Jan Ressl, 17, of Western Springs, has been skating for only a year, but already she trains with the best. Her coach is four-time Olympian Nancy Swider-Peltz. Ressl is a member of the Park Ridge Speed Skating Club and while she is not training for the 2006 Olympics, she practices twice a week with two Olympic hopefuls, Margaret Crowley, 17, from Winnetka, and Swider-Peltz' 16-year-old daughter, Nancy, who lives in Wheaton.

"There aren't many sports in the area where kids can skate with Olympic athletes and some aspiring Olympians," says the elder Swider-Peltz. Many of the estimated 150 youths who practice speed skating throughout the Chicago area are able to do just that-skate with the best. And some of them even have bigger hopes, including Crowley and the younger Swider-Peltz, who want to make it to Turin in 2006.

"The chance of making it to the top is much more realistic in this sport," Swider-Peltz says.

About half the skaters in the Park Ridge Speed Skating Club participate recreationally, says Block.

The sport, which is excellent for cross training, accommodates all body types. "You have to use your body correctly . . . you are taught to feel your skating," Swider-Peltz says.

Mastering techniques such as proper balance, weight distribution and leverage requires commitment and coaching.

Swider-Peltz and parents of the young athletes at the Park Ridge Speed Skating Club say the sport builds self-motivation, determination and camaraderie. "Ultimately [the commitment and challenges are] similar to what kids will have to deal with in the world . . . These are life lessons," Swider-Peltz says.

It's fast, not furious

New skaters can reach speeds of 10 to 12 miles an hour, while older, more experienced skaters often reach 25. Crouching low to the floor and keeping the right balance while whipping around the track at the speed of an automobile requires hard work and sincere commitment, Block says.

"At first it's kind of scary, but it's fun to go fast," says Block's daughter, Kelly, who has been skating since she was 6.

"The speeds are high, the skates are sharp, but I have never seen a serious injury," Block says, adding that the rink walls are padded during practices and meets. "It's no more dangerous than hockey."

Speed skating is an individual sport, meaning participants have to look to their parents for encouragement and support, Swider-Peltz says. "Parents don't have to be there, but they should be involved."

Most clubs practice two nights a week-usually Tuesday and Thursday from 6 to 7 p.m.
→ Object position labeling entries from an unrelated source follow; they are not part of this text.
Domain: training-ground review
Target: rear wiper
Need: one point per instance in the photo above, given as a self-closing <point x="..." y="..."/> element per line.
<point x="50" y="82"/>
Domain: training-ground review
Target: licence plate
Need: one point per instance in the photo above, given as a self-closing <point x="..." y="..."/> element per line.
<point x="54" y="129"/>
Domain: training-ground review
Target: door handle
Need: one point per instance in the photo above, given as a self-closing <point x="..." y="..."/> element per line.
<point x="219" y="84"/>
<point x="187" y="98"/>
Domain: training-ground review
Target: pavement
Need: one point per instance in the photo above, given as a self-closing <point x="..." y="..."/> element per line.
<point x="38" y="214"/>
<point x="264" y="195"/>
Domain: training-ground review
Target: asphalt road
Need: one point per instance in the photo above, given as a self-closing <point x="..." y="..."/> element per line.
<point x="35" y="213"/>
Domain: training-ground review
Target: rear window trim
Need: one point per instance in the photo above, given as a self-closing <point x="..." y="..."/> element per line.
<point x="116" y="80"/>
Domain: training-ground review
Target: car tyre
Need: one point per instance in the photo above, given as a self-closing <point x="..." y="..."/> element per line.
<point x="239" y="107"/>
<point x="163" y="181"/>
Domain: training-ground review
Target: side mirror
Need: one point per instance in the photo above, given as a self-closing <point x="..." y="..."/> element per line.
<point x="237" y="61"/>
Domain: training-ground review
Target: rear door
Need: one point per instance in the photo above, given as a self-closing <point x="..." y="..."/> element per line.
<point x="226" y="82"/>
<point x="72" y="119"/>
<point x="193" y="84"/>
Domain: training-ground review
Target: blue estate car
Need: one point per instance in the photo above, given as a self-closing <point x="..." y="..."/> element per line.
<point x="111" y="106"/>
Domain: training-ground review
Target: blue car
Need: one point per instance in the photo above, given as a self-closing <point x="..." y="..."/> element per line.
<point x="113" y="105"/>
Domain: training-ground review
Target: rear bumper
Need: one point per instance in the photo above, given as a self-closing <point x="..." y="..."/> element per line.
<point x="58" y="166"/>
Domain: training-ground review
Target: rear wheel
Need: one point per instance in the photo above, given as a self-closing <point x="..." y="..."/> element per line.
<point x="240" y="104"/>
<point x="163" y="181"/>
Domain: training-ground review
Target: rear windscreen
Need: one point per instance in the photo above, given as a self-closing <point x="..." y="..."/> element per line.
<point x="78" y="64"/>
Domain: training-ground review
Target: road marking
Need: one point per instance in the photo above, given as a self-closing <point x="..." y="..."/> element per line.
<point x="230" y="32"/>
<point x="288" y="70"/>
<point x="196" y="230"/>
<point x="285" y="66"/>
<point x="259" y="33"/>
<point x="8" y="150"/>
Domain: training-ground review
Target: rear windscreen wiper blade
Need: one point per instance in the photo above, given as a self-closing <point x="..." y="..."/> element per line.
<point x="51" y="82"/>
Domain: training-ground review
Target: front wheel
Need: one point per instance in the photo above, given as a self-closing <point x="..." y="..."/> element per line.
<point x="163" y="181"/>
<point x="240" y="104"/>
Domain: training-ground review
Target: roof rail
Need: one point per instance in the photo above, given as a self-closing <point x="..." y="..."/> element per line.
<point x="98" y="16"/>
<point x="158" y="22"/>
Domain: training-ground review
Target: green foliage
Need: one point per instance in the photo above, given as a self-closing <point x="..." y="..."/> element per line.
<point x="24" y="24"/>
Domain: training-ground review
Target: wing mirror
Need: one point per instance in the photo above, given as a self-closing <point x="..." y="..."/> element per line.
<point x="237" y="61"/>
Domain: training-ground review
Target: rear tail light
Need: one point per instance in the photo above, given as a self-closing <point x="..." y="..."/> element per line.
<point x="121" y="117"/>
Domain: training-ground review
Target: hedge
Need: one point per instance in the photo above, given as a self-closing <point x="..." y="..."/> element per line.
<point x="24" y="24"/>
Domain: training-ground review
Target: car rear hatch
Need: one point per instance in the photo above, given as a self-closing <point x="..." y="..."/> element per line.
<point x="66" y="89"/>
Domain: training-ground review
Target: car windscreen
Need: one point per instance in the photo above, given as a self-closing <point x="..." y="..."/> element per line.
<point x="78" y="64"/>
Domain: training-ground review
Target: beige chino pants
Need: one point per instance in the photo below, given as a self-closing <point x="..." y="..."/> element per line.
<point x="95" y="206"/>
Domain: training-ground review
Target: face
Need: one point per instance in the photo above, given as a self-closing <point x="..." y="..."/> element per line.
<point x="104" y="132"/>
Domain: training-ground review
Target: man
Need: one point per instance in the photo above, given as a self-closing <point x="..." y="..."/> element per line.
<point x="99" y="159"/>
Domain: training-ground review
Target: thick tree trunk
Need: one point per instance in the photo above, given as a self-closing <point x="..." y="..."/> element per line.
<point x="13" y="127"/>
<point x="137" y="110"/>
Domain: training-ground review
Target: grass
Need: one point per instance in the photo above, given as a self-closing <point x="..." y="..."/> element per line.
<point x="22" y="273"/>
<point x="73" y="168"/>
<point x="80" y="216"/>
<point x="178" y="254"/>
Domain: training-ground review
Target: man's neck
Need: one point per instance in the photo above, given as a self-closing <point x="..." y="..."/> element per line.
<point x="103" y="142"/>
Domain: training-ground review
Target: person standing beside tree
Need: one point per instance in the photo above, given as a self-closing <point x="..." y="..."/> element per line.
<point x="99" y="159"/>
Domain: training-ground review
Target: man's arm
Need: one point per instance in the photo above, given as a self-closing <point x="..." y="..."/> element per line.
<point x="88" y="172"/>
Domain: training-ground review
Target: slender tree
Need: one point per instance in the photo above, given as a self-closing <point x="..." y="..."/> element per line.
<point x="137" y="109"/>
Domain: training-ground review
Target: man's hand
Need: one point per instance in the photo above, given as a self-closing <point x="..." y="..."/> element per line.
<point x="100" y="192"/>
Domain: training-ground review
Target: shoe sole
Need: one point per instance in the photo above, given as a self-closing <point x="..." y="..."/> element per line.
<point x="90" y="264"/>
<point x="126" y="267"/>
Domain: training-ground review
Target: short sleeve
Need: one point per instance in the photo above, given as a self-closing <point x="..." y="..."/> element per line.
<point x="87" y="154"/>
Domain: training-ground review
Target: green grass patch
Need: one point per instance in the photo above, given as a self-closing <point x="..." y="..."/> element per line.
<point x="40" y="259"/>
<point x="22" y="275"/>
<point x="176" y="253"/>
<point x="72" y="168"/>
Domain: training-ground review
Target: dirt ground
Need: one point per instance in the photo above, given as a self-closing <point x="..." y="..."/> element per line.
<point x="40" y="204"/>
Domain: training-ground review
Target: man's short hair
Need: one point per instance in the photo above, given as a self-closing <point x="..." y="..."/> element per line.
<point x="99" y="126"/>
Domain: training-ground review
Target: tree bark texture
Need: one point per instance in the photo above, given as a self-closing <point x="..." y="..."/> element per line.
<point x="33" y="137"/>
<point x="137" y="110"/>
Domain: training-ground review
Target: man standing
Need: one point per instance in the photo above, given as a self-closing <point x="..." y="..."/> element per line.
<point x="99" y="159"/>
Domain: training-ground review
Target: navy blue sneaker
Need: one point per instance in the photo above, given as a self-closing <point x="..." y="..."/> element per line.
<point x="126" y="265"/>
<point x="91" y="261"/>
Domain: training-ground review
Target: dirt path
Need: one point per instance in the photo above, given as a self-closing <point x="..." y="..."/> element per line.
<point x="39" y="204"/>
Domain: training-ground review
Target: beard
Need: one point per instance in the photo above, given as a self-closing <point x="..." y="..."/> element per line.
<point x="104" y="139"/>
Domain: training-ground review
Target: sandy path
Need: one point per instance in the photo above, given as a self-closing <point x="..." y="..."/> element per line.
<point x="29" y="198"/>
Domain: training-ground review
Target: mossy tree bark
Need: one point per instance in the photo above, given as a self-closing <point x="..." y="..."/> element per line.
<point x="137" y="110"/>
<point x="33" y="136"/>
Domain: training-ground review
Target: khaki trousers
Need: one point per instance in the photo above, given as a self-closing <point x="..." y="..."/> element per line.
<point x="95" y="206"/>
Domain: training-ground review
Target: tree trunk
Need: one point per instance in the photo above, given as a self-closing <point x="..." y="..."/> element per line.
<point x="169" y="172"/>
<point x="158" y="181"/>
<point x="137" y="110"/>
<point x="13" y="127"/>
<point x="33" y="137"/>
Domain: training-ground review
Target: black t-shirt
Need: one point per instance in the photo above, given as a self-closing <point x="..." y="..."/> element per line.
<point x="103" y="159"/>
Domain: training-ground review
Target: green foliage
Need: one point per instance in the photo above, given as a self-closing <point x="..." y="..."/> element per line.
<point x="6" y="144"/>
Meets take place every other weekend. Elite skaters practice three nights a week and may compete weekly.

"There is no prerequisite that people compete," Block says. "It's their and their parents' decision."
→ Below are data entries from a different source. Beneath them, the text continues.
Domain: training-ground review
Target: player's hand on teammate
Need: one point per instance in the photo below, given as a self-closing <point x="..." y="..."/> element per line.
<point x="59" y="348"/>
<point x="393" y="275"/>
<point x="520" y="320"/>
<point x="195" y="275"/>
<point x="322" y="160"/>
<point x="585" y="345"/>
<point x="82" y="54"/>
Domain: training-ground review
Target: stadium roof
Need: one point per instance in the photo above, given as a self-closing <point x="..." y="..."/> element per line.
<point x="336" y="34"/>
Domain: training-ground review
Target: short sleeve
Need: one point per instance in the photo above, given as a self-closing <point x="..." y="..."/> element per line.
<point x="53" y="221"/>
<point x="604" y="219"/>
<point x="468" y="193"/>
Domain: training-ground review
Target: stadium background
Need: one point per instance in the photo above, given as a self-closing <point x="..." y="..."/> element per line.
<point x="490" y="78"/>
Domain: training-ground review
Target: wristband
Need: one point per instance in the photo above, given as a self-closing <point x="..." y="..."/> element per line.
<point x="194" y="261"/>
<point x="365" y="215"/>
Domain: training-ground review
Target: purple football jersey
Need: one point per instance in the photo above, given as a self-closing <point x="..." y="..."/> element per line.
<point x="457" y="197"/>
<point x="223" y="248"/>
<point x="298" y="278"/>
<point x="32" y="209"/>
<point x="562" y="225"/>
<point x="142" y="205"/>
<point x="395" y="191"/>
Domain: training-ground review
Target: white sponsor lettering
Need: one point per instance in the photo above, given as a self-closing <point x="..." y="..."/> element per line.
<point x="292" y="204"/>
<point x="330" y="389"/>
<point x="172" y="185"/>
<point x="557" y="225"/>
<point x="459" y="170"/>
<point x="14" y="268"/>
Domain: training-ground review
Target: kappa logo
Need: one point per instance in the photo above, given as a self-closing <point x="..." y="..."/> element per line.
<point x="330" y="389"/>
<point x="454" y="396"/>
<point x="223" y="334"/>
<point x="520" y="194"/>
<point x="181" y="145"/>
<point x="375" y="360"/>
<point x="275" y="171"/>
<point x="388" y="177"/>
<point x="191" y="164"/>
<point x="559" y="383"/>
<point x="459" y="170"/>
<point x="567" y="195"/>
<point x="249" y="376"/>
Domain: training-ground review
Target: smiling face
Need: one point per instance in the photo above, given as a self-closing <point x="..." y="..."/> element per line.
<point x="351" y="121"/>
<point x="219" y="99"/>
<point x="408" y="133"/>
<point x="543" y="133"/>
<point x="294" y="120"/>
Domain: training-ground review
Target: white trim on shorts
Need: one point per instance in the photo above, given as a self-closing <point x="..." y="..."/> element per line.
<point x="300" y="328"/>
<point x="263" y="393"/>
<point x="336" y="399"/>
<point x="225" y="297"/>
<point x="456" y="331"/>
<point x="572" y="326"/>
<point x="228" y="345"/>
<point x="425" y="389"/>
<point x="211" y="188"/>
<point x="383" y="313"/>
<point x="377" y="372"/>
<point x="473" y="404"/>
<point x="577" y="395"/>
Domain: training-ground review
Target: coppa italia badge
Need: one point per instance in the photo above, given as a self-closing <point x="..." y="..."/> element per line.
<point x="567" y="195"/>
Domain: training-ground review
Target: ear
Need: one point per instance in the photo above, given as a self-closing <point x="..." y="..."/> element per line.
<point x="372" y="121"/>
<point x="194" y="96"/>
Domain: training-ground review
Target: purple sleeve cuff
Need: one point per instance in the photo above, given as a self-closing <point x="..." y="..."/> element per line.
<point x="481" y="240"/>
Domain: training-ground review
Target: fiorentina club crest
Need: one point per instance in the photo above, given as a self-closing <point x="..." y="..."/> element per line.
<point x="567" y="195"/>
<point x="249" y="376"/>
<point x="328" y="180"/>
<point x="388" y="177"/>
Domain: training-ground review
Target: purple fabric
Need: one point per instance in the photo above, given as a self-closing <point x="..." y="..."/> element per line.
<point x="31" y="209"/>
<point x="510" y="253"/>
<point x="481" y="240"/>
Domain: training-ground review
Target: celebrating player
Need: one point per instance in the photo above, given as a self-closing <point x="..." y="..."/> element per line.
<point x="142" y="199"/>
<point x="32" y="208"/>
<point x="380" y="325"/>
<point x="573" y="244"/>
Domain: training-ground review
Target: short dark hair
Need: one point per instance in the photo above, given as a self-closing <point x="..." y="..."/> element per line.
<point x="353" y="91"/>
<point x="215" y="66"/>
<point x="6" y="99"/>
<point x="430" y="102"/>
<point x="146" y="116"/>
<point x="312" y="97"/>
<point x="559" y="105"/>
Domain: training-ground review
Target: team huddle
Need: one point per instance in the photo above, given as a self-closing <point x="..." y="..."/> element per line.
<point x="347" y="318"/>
Participants should wear a helmet, soccer-type shin guards, neck guards, gloves, knee pads, long-sleeved shirt and pants. Beginners may wear hockey or figure skates, but Block advises kids to wear flat-bottomed speed skates, if they feel comfortable in them. An introductory pair of speed skates costs $150 to $200, and a high-end pair costs about $500. Many clubs lend skates to members, and inexpensive equipment can be purchased used, Block says.
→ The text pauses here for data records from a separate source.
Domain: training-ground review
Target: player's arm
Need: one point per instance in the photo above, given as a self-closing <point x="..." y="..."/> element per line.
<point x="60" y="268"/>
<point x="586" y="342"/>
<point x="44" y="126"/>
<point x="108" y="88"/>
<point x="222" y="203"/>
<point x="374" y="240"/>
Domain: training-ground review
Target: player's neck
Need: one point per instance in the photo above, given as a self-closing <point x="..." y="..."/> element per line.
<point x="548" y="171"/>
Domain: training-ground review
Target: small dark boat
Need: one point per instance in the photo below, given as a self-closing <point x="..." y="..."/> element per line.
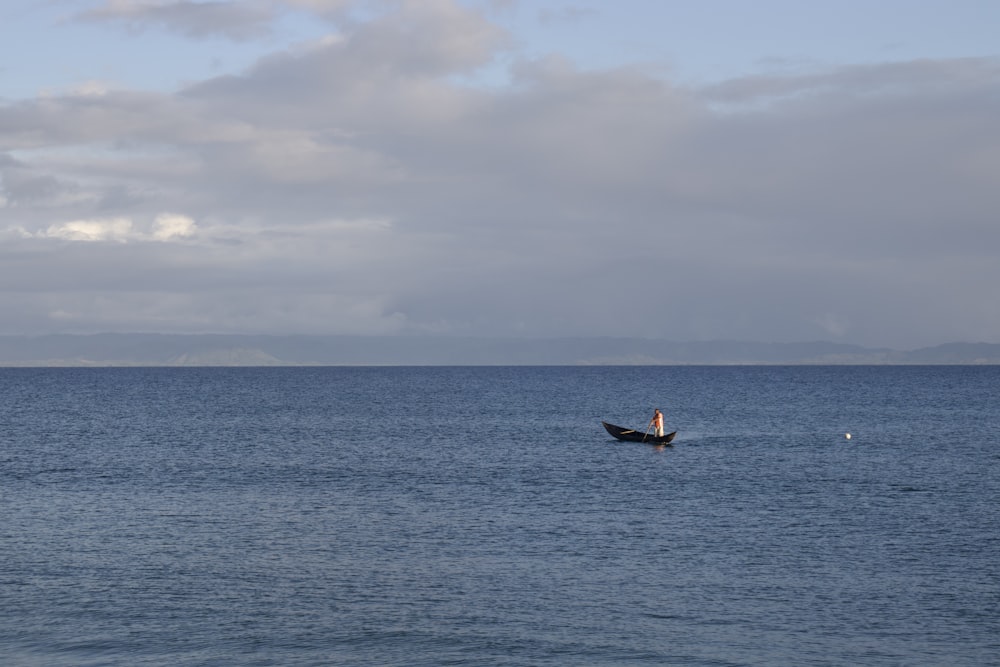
<point x="638" y="436"/>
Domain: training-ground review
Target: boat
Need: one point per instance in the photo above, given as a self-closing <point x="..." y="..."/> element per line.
<point x="638" y="436"/>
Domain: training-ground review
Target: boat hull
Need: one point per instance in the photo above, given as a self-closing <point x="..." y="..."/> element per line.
<point x="631" y="435"/>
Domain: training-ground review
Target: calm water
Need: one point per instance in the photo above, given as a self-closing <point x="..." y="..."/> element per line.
<point x="481" y="516"/>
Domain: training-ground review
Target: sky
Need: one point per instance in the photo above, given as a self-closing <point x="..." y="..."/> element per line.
<point x="774" y="170"/>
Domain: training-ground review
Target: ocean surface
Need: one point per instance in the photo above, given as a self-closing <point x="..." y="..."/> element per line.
<point x="482" y="516"/>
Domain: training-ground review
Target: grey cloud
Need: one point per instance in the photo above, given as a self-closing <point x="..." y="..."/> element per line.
<point x="245" y="19"/>
<point x="854" y="203"/>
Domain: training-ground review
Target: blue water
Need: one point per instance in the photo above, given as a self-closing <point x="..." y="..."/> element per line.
<point x="481" y="516"/>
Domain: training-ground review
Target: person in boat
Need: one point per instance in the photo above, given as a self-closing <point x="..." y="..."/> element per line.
<point x="657" y="423"/>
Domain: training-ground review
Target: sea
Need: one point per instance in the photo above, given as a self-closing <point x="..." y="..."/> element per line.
<point x="479" y="516"/>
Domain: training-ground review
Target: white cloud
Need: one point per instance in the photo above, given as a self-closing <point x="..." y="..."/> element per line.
<point x="169" y="226"/>
<point x="112" y="229"/>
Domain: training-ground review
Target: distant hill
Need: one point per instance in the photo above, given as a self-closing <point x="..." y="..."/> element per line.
<point x="235" y="350"/>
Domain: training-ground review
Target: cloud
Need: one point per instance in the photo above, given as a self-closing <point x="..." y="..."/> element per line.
<point x="365" y="185"/>
<point x="172" y="226"/>
<point x="238" y="20"/>
<point x="115" y="229"/>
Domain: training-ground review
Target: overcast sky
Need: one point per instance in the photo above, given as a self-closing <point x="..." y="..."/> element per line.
<point x="773" y="170"/>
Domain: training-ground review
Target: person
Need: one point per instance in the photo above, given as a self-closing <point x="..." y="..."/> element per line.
<point x="657" y="422"/>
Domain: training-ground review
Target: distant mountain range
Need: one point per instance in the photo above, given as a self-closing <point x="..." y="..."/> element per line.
<point x="247" y="350"/>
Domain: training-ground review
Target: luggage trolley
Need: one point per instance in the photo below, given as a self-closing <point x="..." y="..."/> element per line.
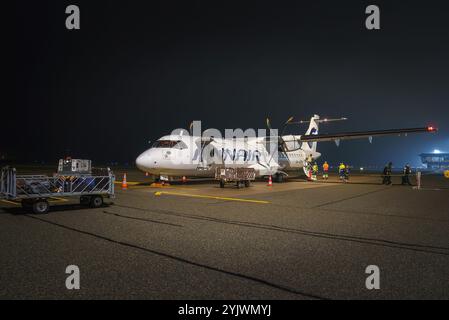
<point x="33" y="191"/>
<point x="241" y="176"/>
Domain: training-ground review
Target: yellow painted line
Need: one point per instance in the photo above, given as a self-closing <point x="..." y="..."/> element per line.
<point x="11" y="202"/>
<point x="159" y="193"/>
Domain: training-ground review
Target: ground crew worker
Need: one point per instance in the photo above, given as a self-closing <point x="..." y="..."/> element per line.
<point x="314" y="171"/>
<point x="341" y="170"/>
<point x="325" y="170"/>
<point x="387" y="173"/>
<point x="406" y="175"/>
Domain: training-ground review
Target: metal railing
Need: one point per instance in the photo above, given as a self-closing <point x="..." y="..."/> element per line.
<point x="15" y="186"/>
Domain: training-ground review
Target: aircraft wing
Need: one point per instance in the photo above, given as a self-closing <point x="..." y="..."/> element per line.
<point x="363" y="134"/>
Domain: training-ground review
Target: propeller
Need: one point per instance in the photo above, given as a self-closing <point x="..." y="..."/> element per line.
<point x="281" y="141"/>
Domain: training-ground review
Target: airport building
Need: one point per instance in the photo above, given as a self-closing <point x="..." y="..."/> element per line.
<point x="436" y="160"/>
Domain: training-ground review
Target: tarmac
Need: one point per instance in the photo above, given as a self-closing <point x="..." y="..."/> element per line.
<point x="194" y="240"/>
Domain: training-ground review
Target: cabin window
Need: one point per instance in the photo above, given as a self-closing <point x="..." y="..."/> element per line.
<point x="169" y="144"/>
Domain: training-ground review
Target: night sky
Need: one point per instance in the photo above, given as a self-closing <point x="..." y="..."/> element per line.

Practice sessions for Park Ridge club members cost $550 for one season, $300 for a half-season or $15-$20 for a single session.

Mike Ressl, Jan's father, seems to feel the experience is worth the cost. "It's like having Michael Jordan play a game of pickup basketball and give you pointers."


Emily Dupuis is a graduate student in the Medill School of Journalism at Northwestern University. She wrote this story for the Medill News Service.